# winchester short magnums



## biggamehunter69 (Feb 6, 2006)

can anyone tell me if the short magnums are better than the normal magnums if they are tell me why


----------



## 1shotWonder (Oct 10, 2005)

are they better? thats a matter of opinion. ballisticly speaking in factory loads, they are faster and flatter(although its not a huge difference)


----------



## Burly1 (Sep 20, 2003)

Ballistically, they are all excellent performers. Most show moderate gain, with middleweight bullets, over the speed of their parent cartridges. The most appreciable upside may be that they can be chambered in short action rifles. A short action will provide a less flexible platform, which may aid in the accuracy of a given rifle. Overall rifle weight can also be reduced by using a short action. In a hunting rifle this can be a real plus. Ammo is not widely available, as are the standards (30-06, .270), but if that does not concern you, the downsides of short mags are few indeed. Good shooting, Burl


----------



## tgoldade (Jul 28, 2004)

actually if a person took and chronoed the the short mags you would be suprised to find that the all of them are slower than winchester claims. Only the 270 wsm is actually faster than the regular 270. As for accuracy the short mags have the ability to be more accurate because of there more even powder burn and shorter less flexing action. Also less felt recoil. Although total recoil is pretty much the same as there non short counterparts felt recoil is less because (in laymens terms) its spread out over a longer period of time. So a 300 win will be more of a sharp quick recoil where as a 300 wsm will be a hair more drawn out of feel like less.


----------



## Invector (Jan 13, 2006)

It all depends on prefs and cal type. For example .270 wsm up to 500 yeards just a little out does the .270 mag. You may want to look on the winchester web sight and look at the info they give on the shells. I do know someone who has a .300wm and a .300 wsm and actually thinks the sm has more recoil. I know I have been looking at alot of cals trying to find a gun and have found that the .243 wssm is impressive for how small it is.


----------



## 1shotWonder (Oct 10, 2005)

every short mag I have shot (.270 and .300) has more recoil than their long actioned brothers. no matter what you do to them they still cant beat the WBY mags :beer:


----------



## southdakbearfan (Oct 11, 2004)

It totally depends on the caliber of short mag you are talking about. The 25 WSSM is a waste of time in my opinion, and does not ballistically equal the 25-06 if you reload. Its about the exact duplicate of the 257 ackley improved, actually a bit slower. the 270 WSM is about the duplicate of the 270 Weatherby, within 50 fps anyway. The same goes for the 300 wsm.
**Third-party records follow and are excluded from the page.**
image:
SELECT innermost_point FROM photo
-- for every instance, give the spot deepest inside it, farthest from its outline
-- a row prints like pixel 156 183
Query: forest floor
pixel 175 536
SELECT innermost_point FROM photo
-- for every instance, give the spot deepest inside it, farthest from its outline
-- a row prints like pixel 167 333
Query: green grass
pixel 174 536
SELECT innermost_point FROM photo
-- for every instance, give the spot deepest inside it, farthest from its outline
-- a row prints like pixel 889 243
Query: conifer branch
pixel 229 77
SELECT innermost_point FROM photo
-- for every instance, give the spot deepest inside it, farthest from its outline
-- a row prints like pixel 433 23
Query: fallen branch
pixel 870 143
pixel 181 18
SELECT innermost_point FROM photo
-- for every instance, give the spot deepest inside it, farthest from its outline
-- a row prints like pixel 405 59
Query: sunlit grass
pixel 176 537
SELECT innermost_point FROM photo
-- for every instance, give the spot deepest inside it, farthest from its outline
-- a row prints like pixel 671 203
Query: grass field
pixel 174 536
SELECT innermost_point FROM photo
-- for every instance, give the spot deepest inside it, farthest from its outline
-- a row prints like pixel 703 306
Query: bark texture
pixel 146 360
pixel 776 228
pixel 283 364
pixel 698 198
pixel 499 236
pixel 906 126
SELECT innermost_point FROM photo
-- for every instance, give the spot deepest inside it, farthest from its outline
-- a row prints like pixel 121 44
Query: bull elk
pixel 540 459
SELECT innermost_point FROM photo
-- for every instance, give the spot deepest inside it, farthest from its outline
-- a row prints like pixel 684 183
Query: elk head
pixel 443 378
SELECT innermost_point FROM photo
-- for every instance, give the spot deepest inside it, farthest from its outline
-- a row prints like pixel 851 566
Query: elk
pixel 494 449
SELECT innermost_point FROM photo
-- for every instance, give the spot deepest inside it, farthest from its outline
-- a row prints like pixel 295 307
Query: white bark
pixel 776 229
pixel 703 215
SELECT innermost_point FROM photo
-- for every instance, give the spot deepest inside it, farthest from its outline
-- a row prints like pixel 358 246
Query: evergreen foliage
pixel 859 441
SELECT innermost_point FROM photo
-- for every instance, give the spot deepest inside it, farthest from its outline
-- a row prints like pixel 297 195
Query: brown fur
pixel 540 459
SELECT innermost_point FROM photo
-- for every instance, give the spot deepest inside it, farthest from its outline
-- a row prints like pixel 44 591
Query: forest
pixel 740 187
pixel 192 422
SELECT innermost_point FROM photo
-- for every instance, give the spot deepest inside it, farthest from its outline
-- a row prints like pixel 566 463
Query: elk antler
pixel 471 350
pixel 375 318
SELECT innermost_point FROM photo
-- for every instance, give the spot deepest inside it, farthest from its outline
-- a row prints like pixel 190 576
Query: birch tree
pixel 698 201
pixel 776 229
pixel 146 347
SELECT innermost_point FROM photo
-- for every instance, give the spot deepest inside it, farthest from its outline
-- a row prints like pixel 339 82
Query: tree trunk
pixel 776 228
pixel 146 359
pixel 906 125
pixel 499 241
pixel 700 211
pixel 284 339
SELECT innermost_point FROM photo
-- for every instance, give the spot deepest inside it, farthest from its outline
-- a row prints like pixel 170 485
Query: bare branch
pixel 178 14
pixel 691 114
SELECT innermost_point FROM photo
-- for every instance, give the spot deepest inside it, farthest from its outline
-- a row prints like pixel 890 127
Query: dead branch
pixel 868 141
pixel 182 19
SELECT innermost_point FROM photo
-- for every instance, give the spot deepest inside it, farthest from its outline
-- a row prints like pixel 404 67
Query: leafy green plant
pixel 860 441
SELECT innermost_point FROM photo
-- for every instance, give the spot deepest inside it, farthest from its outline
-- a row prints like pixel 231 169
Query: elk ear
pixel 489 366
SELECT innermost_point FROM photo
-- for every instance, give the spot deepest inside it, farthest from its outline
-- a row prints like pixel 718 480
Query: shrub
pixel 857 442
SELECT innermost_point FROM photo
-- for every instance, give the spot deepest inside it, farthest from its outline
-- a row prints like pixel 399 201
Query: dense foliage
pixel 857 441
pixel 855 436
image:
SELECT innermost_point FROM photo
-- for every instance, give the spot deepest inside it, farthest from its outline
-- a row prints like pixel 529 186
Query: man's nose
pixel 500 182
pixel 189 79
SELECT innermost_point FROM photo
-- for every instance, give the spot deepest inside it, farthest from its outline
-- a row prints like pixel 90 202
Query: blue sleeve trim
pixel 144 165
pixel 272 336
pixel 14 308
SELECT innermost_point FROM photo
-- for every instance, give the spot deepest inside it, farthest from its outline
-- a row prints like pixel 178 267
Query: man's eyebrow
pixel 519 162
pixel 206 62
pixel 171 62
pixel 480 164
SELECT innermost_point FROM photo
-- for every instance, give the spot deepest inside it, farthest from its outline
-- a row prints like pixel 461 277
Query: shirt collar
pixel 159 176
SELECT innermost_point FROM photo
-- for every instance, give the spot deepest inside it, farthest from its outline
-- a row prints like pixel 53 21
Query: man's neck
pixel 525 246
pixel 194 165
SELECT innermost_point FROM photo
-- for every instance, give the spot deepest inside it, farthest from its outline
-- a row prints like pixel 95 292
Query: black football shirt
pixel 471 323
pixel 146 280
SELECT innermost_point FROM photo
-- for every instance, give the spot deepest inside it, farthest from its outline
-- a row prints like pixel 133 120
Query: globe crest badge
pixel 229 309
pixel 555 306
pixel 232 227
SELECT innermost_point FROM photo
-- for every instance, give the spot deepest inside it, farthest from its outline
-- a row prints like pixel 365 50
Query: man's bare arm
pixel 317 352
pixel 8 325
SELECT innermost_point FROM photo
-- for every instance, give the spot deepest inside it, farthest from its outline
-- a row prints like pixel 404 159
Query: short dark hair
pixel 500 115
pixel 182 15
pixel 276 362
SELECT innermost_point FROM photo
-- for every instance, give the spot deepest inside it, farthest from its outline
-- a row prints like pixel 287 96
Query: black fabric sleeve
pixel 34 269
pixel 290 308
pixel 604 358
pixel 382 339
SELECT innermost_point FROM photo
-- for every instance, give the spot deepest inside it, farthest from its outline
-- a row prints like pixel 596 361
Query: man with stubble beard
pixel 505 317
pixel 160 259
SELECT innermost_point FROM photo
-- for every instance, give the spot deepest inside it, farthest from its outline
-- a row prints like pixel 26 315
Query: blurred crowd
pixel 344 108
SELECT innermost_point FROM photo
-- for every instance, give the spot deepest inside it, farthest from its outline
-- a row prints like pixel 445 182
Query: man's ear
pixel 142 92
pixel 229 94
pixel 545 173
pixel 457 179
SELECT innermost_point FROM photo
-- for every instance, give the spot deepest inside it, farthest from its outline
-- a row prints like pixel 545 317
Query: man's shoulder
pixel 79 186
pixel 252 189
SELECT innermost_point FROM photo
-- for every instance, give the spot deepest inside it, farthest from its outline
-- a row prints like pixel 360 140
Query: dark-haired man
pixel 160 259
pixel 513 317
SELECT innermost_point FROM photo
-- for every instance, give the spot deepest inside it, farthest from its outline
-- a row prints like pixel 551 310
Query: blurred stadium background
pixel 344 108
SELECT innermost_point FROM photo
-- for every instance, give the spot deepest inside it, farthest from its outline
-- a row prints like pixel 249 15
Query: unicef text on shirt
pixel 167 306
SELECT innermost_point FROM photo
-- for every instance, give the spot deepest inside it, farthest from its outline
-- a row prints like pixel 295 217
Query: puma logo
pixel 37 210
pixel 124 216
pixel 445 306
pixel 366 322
The most gain is in reduced weight from the shorter action, but reduced weight means more recoil.

Accuracy is typically good because of uniform powder ignition, but I have rifles in 25-06, 270 weatherby, and 300 win, and all shoot sub 3/4" at 100 yds. If you reload, you will find most of the standard magnums can be loaded to out perform the wsm and wssm line.
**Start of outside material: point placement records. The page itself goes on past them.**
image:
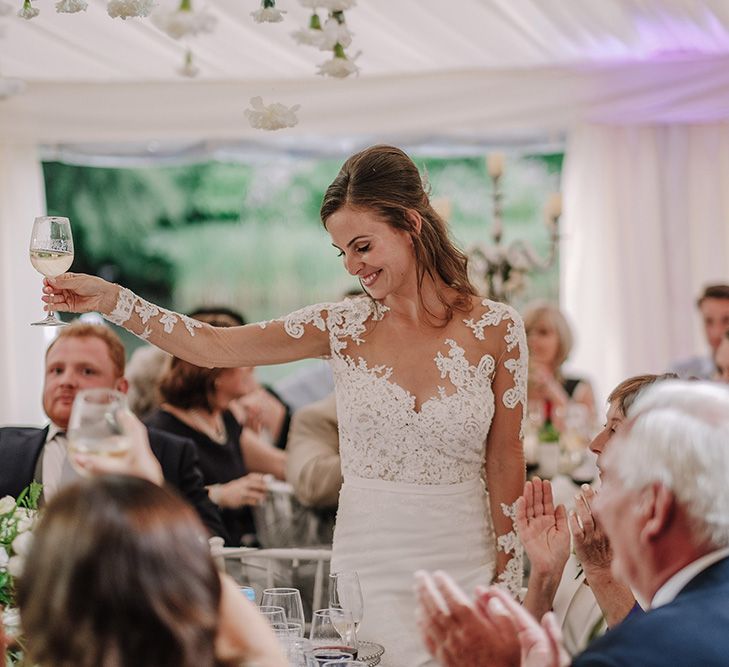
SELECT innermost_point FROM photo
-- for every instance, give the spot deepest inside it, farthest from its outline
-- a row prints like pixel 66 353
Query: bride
pixel 430 383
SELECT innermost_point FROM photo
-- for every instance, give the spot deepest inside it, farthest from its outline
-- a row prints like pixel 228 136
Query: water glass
pixel 289 599
pixel 249 593
pixel 274 615
pixel 93 427
pixel 334 629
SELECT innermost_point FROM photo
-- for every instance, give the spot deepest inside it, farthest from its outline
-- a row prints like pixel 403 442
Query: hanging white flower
pixel 28 11
pixel 71 6
pixel 272 116
pixel 189 69
pixel 183 21
pixel 334 33
pixel 125 9
pixel 311 35
pixel 7 504
pixel 339 66
pixel 336 5
pixel 307 36
pixel 268 15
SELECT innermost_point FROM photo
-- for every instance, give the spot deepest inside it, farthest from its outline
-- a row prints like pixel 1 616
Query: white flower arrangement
pixel 267 13
pixel 183 21
pixel 336 37
pixel 312 34
pixel 334 33
pixel 339 65
pixel 274 116
pixel 17 519
pixel 27 11
pixel 71 6
pixel 125 9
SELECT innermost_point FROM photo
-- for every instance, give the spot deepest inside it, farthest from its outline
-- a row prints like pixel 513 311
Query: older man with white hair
pixel 664 505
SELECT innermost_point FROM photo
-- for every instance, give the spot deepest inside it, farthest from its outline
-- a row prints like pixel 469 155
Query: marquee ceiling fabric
pixel 428 68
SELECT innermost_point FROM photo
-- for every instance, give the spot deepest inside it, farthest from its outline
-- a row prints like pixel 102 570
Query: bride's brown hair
pixel 383 179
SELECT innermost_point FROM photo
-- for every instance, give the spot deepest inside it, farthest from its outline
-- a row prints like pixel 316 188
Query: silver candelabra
pixel 500 270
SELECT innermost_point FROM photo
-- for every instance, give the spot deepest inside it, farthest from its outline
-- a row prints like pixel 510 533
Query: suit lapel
pixel 20 450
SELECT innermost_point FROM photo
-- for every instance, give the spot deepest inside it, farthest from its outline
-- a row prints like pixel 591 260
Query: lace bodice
pixel 382 435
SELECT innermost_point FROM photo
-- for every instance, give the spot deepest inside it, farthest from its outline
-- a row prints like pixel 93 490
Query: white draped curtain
pixel 646 225
pixel 22 198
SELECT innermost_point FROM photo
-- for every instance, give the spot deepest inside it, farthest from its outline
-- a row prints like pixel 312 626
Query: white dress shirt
pixel 668 592
pixel 56 467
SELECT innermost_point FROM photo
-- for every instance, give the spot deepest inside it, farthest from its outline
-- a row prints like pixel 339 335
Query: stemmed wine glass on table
pixel 290 600
pixel 345 592
pixel 333 634
pixel 51 253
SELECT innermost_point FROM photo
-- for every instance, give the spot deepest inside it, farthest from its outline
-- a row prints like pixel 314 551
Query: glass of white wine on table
pixel 51 253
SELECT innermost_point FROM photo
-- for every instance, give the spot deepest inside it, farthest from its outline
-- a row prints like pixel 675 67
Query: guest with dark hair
pixel 233 459
pixel 120 573
pixel 713 305
pixel 260 407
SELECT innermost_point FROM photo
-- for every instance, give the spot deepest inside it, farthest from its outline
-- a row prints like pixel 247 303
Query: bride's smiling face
pixel 381 256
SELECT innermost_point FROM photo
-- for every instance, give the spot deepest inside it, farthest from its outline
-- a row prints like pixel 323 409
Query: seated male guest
pixel 86 356
pixel 664 505
pixel 313 466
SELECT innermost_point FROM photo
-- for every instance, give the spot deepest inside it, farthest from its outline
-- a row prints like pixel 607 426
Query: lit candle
pixel 553 208
pixel 495 164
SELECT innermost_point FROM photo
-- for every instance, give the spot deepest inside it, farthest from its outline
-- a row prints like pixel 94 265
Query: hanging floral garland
pixel 333 36
pixel 268 13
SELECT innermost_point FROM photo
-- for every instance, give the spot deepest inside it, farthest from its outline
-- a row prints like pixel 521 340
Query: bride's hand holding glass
pixel 79 293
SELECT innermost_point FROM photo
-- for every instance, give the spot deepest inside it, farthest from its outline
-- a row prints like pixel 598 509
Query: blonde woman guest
pixel 549 338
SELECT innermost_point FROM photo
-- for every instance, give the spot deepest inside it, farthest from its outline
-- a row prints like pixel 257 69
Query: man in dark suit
pixel 86 356
pixel 664 505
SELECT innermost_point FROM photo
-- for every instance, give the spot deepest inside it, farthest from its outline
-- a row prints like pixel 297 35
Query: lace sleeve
pixel 505 470
pixel 300 335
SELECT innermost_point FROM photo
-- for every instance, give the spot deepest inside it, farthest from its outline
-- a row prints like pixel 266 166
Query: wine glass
pixel 290 600
pixel 51 253
pixel 333 629
pixel 93 427
pixel 346 593
pixel 273 614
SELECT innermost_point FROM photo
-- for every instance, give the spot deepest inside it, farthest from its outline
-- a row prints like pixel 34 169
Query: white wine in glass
pixel 93 428
pixel 51 253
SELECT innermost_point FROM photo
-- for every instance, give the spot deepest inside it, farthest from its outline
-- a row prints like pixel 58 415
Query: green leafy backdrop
pixel 249 236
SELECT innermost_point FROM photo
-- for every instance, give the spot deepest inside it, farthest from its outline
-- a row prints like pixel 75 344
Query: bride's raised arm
pixel 200 344
pixel 504 467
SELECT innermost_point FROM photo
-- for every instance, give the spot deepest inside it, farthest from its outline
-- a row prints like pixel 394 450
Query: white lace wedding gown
pixel 413 496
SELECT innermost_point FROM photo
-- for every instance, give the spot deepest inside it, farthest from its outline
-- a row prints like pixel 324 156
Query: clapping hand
pixel 456 633
pixel 543 528
pixel 541 644
pixel 592 546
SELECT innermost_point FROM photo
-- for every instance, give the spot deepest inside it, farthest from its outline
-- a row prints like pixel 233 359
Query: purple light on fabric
pixel 659 34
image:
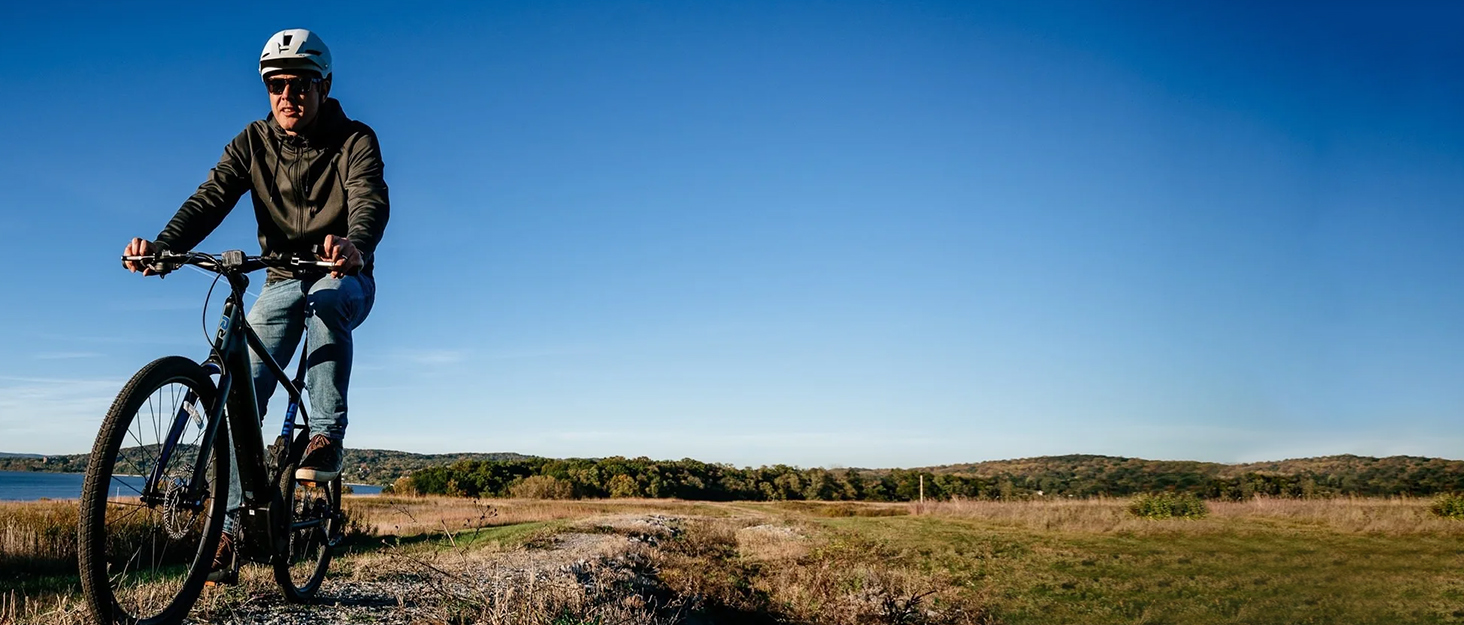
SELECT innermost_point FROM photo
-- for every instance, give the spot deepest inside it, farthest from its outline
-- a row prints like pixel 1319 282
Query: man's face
pixel 294 97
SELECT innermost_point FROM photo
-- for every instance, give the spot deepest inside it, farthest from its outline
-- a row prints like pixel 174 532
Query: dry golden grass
pixel 1392 517
pixel 782 573
pixel 38 536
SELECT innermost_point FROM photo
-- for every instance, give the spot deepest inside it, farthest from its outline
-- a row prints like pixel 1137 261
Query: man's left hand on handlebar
pixel 343 253
pixel 138 248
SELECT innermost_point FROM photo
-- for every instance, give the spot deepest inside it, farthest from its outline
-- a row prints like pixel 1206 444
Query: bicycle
pixel 155 491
To each their own basically. If you want the newest thing on the line go for it. I doubt most animals will know the difference.


----------



## Kiwi98j (Sep 6, 2005)

Burly1 said:


> . A short action will provide a less flexible platform, which may aid in the accuracy of a given rifle. Burl


This was true for rear locking lug actions of the past, specifically for cartridges headspaced off the rim but has no validity with modern, forward locking lug designs headspaced off the sholder or belt. No matter the bolt length, the distance, hence the rigidity, from the boltface to the locking surfaces is identical, the length of the bolt or lack of rearward of the locking surface adds nothing to aid accuracy from sear break to the projectile exiting the muzzle.


----------



## bighands (Dec 12, 2005)

That's a good point kiwi, And I haven't seen anything yet that makes me want to get in a big rush to trade my 300WM for a 300WSM, Maybe some day, If the WSM proves to be better.


----------



## Invector (Jan 13, 2006)

Though for the fact a short mag can and does come from factory as similar to the reg mags, I think the short mag would be esier to eject. I got a auto so I would not know this first hand. But I have watched two people I hunt with very closely. One shoots a .270 the other a .270wsm. Now they are brothers and the one who shoots the .270 is a lot bigger and stronger. But the one with the short mag can go through more shots then his brother. Now you might think its all in the timing of the shot. But at one deer this past season the .270 took 12 shots at a deer while she was running at him. He missed, but the point is as I have seen the short mag could cycle the shells better. (from what I have seen that is, to be 100% on saying short mags are quicker might not be accurate) :sniper:


----------



## 1shotWonder (Oct 10, 2005)

12 shells at 1 deer!


----------



## bighands (Dec 12, 2005)

WOW, I hope I'm never in the area where those guys hunt!


----------



## Invector (Jan 13, 2006)

Lets just say that he still gets $hit for it. It was opening day and that the only time he had touched a gun all year. I do think the deer was a bit too close and he was over shooting it, not dropping to a lower spot to compensate. But the same guy also jumped out the back end of a moving truck when someone said rooster...he though it was a buck. Case of buck feaver a bit too much :rollin:


----------